Aunque aquello nos intrigaba, no llevamos más lejos las averiguaciones porque tuvimos ocasión, sin utilizar ningún artificio, de acercarnos a Ernst Röhm, el jefe de las SA. Lo conocimos en marzo de 1934, con motivo de una reunión de camisas pardas a la que habíamos sido invitados gracias a un contacto de la embajada de Italia. En Röhm todo estaba hinchado: su figura de carnicero, pero también, y sobre todo, su pensamiento, sus palabras, sus maneras. Aquel hombre era un mosaico de algunos de los peores bribones que había conocido a lo largo de mi existencia: tan canalla como el adiestrador de perros Forasco, tan borracho como mi padre, Isztvan, tan lúbrico con Laüme, pese a su homosexualidad, como el banquero francés Fabres-Dumaucourt. Me repugnó más aún que Mussolini. Mi instinto me gritaba que nos alejáramos cuanto antes de ese tipo y de su equívoca pandilla. Laüme, por supuesto, encontró cualidades en él, y mis repetidas advertencias no surtieron ningún efecto. Exaltada por la vulgaridad reinante, como una loba segura de encontrar a su macho bajo el uniforme de las SA, se encontraba de nuevo dispuesta a intentar la experiencia de la fecundación, como en la época de Argyle Street.

– ¿Has elegido a ése para que te deje embarazada? -pregunté en un tono neutro.

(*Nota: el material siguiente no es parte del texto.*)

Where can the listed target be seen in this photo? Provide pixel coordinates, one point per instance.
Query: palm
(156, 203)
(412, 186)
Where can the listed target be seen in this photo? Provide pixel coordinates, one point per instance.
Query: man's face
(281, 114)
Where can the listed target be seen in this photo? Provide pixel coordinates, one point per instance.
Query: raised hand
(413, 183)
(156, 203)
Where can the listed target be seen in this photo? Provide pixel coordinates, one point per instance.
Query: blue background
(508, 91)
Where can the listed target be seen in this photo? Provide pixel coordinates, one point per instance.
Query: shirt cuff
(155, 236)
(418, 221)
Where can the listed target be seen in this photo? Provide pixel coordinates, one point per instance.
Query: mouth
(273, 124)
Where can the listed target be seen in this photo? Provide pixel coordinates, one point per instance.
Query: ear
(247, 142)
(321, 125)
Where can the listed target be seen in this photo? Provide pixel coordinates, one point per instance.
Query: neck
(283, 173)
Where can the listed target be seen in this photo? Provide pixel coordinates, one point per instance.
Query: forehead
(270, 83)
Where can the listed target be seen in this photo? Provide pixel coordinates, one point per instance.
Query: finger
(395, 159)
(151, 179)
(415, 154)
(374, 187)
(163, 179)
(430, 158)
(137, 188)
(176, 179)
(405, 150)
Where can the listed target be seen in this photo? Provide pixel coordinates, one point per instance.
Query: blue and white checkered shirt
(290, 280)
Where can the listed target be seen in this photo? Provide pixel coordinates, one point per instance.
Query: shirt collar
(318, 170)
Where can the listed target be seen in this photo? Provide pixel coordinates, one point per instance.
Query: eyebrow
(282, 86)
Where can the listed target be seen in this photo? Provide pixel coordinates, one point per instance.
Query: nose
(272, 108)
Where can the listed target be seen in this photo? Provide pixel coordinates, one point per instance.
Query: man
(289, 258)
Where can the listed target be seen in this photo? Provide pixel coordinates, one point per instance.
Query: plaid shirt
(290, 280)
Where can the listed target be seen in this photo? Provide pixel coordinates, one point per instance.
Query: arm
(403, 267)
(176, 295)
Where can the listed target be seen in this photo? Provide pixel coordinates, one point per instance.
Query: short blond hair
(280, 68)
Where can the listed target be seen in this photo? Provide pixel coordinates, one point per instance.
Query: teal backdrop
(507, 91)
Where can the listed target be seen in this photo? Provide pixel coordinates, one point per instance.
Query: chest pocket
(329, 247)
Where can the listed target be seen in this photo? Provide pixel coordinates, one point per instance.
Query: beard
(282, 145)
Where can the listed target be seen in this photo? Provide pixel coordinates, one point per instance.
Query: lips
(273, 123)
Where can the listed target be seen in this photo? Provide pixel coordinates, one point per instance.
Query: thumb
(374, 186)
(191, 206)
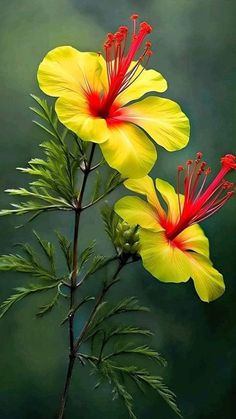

– Tal vez, sí. Pero todavía no estoy segura. Aún es pronto para pensar en eso. En cambio, lo necesito para mis preparativos.

El hada quería obtener de Röhm autorización para abrir en Berlín una escuela de cadetes que acogiera a los pupilos más interesantes de nuestros pensionados de África y Oriente.

Nuestra fundación celebraría pronto su décimo año de existencia. Nos proporcionaba un notable barniz de respetabilidad. Sin embargo, aún no habíamos aprovechado la reserva de niños así creada, y Laüme pretendía poner fin a semejante despilfarro. Bajo el pretexto de perfeccionar su educación en establecimientos mejor equipados, ella proyectaba hacer venir a Europa a los niños más prometedores con el fin de tenerlos a nuestro alcance. Necesitábamos apoyo para eso, y Laüme estaba convencida de que Röhm era uno de los pilares más firmes del régimen. Creo que estaba fascinada por la brutalidad a flor de piel del personaje, una brutalidad que, al contrario de la mía, no necesitaba ningún artificio para surgir y expandirse.

Laüme jugó las cartas necesarias para manipular a Röhm. El jefe de las SA le concedió todas las facilidades que ella le pidió, y una academia abrió sus puertas en Berlín para acoger a nuestros «protegidos». Satisfecha tras este primer paso, de inmediato empezó su «caza del macho». Persuadida, no sé por qué motivo, de que el padre de su hijo se encontraba entre los oficiales de las SA, me obligaba a frecuentar a aquella gente, por la que yo sentía una profunda aversión. Testigo de los excesos a los que se libraba con ellos, debía dar mi opinión sobre cada uno de sus nuevos amantes. Durante semanas, incluso meses, nuestras veladas y nuestras noches estuvieron ocupadas por una abominable sucesión de orgías.